Les textes réunis par Marie-Claude Blais dans Philosophie critique de la République offrent une anthologie d’écrits puissants sur la doctrine républicaine, l’idéal en morale, sur l’instruction publique, le suffrage universel, la « question sociale », les « malheurs » du temps, les dangers de la Troisième République, et surtout la place du clergé et la liberté d’enseignement. Ces textes portent la marque des circonstances et ils sont datés – notamment d’avant la séparation des Églises et de l’État puisque Renouvier est mort en 1903. Mais ils sont un modèle d’intervention politique d’un philosophe dans la cité et de défense d’une laïcité républicaine non dogmatique, et qui n’a rien d’abstrait et de désincarné. Un républicaniste comme Jean-Fabien Spitz est en désaccord avec Renouvier, qu’il trouve trop individualiste et libéral, et surtout incapable de garantir les conditions de l’autonomie réelle quand il refuse d’amender le droit de propriété. L’intégrisme républicain d’aujourd’hui a largement oublié Renouvier. Mais son modèle d’autonomie, basé sur la conception kantienne de la liberté comme obéissance au devoir, et fondant une conception de la vertu républicaine, est-il réellement incompatible avec le modèle de la non-domination et ne lui est-il pas à bien des égards préférable ? Qu’est-ce que la non-domination sinon le respect des personnes et la recherche de dispositifs institutionnels vertueux parce que justes ?


  1. Je dois ici des excuses à Alain Policar et à Francis Wolff. Dans mon livre Manuel rationaliste de survie, Agone, 2020, p. 370, j’ai attribué par erreur au second une formule que seul le premier a employéeuniversalisme pluriel »).

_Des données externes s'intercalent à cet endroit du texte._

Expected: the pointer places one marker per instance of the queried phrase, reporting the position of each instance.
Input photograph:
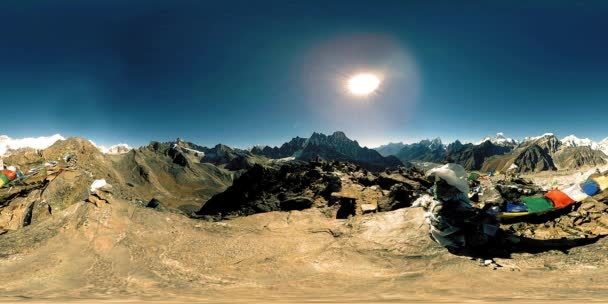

  2. Voir Philip Pettit, Républicanisme, p. 112, et le passionnant dialogue entre Chrysostomos Mantzavinos et Philip Pettit dans la Revue de philosophie économique, 2021/1 22 : 193- 251. Pettit y dit que la non-domination est un « gateway good », un bien-passerelle vers d’autres biens, comme la justice sociale.
  3. Voir Laurent Fedi, Kant, une passion française, Olms, 2018. Renouvier était le maître spirituel de Julien Benda (« Les idées d’un républicain en 1872 », NRF, 1931).